The gala was held in a ballroom that smelled of lilies and old money. I stood by the entrance, wearing a high-necked crimson dress that concealed my bandages and my bruises.

Bennett was there. Aria was absent—playing the victim at home, no doubt.

He saw me. He looked surprised, then angry. He started to stride toward me, likely to eject me from the premises.

My mother stepped in front of me, a human shield in silk. She glared at him with such ferocity that he actually faltered, the matriarch's gaze stopping him dead in his tracks.

"Don't," she mouthed.

I stood there, sipping water, watching the people I had known for half my life whisper behind their hands.

Suddenly, a low groan of stressed metal shook the floor.

It wasn't an earthquake. It was the massive crystal chandelier above the center of the room. A cable snapped with a sound like a gunshot.

A cacophony of screams erupted.

The massive fixture swung violently, glass raining down on the crowd like shrapnel.

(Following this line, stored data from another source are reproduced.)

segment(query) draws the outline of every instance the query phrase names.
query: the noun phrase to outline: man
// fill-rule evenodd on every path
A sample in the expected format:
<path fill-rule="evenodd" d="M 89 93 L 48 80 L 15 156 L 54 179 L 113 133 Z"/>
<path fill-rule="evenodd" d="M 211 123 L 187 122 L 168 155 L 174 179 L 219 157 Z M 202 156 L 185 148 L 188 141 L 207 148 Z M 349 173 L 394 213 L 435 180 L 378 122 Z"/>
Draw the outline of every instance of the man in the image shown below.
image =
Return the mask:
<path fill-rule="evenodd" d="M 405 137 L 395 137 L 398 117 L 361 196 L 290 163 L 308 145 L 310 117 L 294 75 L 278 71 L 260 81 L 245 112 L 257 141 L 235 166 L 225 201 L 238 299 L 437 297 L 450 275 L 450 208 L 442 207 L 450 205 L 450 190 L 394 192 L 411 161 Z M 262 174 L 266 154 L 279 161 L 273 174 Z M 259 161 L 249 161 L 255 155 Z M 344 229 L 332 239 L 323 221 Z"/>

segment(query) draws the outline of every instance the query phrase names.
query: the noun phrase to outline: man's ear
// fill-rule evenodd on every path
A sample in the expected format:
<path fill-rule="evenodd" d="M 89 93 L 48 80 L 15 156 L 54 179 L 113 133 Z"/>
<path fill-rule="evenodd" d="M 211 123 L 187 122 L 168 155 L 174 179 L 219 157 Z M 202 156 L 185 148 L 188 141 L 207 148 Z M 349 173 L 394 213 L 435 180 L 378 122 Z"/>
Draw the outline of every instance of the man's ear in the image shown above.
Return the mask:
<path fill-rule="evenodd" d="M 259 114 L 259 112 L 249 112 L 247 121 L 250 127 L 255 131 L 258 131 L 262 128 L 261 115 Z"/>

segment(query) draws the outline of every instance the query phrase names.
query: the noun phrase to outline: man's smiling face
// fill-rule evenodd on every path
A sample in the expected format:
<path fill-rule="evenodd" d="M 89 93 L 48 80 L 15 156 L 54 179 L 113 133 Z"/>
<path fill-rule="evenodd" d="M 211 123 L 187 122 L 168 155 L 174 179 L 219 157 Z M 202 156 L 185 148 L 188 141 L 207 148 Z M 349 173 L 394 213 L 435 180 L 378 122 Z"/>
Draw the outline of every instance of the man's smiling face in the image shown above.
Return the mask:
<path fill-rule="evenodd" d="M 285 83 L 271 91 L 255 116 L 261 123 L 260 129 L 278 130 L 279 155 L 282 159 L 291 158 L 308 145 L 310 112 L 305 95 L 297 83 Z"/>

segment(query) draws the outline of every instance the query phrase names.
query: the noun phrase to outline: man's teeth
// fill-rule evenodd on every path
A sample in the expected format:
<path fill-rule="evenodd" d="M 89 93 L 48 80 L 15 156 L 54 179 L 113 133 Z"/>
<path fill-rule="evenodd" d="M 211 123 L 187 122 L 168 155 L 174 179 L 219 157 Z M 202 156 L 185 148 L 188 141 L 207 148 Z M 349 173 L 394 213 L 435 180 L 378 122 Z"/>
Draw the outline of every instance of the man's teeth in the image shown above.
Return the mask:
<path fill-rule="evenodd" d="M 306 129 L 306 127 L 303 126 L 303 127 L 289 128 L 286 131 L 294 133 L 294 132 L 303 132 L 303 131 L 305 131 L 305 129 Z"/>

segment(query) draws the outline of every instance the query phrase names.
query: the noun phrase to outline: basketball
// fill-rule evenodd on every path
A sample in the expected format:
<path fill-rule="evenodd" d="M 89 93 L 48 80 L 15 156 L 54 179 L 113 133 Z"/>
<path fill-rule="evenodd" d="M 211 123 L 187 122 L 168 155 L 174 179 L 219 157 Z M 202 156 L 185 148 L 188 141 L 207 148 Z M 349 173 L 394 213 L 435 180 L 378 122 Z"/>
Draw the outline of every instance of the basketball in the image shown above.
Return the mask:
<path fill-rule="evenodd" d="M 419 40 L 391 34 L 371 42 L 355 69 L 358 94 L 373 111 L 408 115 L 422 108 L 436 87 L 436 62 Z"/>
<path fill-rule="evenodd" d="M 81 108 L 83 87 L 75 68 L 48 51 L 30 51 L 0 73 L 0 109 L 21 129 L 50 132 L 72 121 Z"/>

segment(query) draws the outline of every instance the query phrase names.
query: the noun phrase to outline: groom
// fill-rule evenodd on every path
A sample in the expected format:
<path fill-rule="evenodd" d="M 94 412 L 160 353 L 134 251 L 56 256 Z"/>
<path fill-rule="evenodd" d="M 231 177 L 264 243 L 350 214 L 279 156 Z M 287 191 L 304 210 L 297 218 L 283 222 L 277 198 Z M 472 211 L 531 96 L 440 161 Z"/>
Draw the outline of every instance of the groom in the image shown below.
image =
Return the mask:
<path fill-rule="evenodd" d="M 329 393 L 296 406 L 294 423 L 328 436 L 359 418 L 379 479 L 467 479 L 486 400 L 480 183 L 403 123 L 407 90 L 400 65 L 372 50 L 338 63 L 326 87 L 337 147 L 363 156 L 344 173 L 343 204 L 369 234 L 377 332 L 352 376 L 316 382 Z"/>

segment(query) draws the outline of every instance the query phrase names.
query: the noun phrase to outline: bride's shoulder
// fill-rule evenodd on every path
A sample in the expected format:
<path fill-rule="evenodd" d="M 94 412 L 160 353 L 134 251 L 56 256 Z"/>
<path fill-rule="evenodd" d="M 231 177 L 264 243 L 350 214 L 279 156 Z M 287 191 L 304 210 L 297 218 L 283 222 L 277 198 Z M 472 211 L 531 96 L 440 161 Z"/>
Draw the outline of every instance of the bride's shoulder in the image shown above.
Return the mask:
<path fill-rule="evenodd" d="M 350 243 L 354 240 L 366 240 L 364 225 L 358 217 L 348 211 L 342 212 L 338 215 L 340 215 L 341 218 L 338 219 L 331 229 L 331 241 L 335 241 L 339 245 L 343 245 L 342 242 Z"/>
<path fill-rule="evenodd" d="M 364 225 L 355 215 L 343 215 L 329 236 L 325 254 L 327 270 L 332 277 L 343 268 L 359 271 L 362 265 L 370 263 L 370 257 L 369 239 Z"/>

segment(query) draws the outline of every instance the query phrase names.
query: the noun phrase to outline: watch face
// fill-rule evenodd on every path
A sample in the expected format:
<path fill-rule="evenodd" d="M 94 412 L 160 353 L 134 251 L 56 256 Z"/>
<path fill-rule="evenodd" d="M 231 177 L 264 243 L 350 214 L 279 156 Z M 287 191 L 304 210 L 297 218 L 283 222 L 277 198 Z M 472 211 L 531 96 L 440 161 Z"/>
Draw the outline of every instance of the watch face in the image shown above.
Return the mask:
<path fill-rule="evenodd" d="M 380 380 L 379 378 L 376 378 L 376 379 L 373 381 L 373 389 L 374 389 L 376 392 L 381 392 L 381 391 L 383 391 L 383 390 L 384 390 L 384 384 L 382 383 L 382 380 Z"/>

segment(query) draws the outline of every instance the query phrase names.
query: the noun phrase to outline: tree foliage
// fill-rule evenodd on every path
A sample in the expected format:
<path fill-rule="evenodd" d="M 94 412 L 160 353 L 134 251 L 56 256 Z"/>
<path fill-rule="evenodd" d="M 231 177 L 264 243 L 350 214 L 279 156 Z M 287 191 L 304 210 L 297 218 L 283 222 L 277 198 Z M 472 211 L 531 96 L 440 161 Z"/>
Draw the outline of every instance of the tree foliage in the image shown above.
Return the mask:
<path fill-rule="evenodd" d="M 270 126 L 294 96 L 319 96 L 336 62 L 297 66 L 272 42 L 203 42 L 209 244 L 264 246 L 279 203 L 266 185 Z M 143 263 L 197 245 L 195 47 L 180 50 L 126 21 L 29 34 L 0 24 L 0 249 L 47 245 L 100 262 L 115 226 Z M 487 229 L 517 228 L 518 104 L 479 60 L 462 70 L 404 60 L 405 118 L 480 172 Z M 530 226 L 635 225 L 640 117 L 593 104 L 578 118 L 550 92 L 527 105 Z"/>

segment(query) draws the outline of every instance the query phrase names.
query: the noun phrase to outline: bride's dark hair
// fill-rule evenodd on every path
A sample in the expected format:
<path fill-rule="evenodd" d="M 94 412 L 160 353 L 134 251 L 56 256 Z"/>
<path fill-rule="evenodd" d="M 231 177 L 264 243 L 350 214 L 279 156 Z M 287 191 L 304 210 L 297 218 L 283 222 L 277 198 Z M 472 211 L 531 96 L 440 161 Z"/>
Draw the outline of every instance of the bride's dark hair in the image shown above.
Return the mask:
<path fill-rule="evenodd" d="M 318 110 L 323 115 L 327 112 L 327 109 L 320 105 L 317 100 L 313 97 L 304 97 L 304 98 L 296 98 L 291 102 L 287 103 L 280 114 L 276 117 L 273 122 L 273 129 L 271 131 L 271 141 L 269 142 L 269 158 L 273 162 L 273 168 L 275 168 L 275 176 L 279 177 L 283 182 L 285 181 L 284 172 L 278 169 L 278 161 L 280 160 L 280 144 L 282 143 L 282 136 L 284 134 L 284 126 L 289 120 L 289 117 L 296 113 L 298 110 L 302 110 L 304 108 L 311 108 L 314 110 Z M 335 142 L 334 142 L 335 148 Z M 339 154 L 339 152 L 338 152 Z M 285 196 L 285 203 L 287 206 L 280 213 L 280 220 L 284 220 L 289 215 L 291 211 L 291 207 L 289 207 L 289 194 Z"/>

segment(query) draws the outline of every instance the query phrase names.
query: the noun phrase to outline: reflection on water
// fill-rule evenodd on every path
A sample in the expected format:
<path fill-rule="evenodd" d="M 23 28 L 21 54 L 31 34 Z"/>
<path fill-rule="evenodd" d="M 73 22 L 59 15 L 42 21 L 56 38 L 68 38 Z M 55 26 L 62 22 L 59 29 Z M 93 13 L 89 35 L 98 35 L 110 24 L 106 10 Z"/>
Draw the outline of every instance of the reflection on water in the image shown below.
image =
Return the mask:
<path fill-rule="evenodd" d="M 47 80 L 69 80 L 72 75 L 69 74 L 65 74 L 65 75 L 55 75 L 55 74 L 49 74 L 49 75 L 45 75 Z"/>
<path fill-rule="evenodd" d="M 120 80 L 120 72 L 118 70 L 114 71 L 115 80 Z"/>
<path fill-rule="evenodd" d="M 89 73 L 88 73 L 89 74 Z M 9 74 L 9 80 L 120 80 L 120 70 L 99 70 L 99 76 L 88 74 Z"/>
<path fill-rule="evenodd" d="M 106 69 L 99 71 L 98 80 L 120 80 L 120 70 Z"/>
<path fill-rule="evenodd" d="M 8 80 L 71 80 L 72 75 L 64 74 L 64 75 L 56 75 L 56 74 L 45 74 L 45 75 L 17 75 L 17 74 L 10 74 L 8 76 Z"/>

Panic ensued. People shoved and pushed, the veneer of civility vanishing in seconds.

I was pushed against a wall by the surging tide of bodies. I saw Bennett across the room.

He wasn't looking for me. He wasn't looking for his parents.

He was on his phone, screaming into it, his face twisted in terror. "Aria! Stay inside! Don't open the door!"

Even in a disaster, even as the ceiling threatened to crush him, his only instinct was her.

I looked at him, and I felt the last tether snap.

The chandelier crashed to the floor, shattering into a million pieces.